Seorang wanita dengan rambut twintail oranye tengah duduk di sebuah kursi. Ia sama sekali tak menghiraukan piring-piring kotor yang berserak di meja, kaleng susu yang tergeletak di lantai dengan isinya yang menyebar, bahkan tangisan keras balita yang terdengar dari ruangan lain pun tak membuatnya bergeming. Ia tetap saja fokus memperhatikan ponsel di tangannya, menonton video seseorang yang diikat dengan tali, hendak diseret mobil.
Ia tersenyum senang. Orang di video itu meronta saat tubuhnya mulai menggesek aspal.
Terdengar bunyi derit pintu yang dibuka, disusul dengan salam. Tak berapa lama, seorang lelaki berambut pendek agak klimis masuk ke ruang makan tempat si wanita berambut oranye duduk. Lelaki itu hanya sedikit menghela napas saat melihat tempat yang berantakan itu.

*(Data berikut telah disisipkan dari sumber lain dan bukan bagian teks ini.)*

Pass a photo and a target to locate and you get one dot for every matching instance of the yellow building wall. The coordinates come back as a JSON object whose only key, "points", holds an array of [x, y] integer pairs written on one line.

"Akhirnya kamu pulang kerja juga, Bagas," decak si wanita berambut oranye, sama sekali tak melihat tuannya. "Tolong diamkan anakmu itu. Daritadi aku sangat terganggu dengannya. Untung aku masih bisa menahan diri.
"Zita, mungkin dia menangis karena susu dan makanan ...."
"Haaah!?" Wanita yang dipanggil Zita itu mendelik kepada Bagas.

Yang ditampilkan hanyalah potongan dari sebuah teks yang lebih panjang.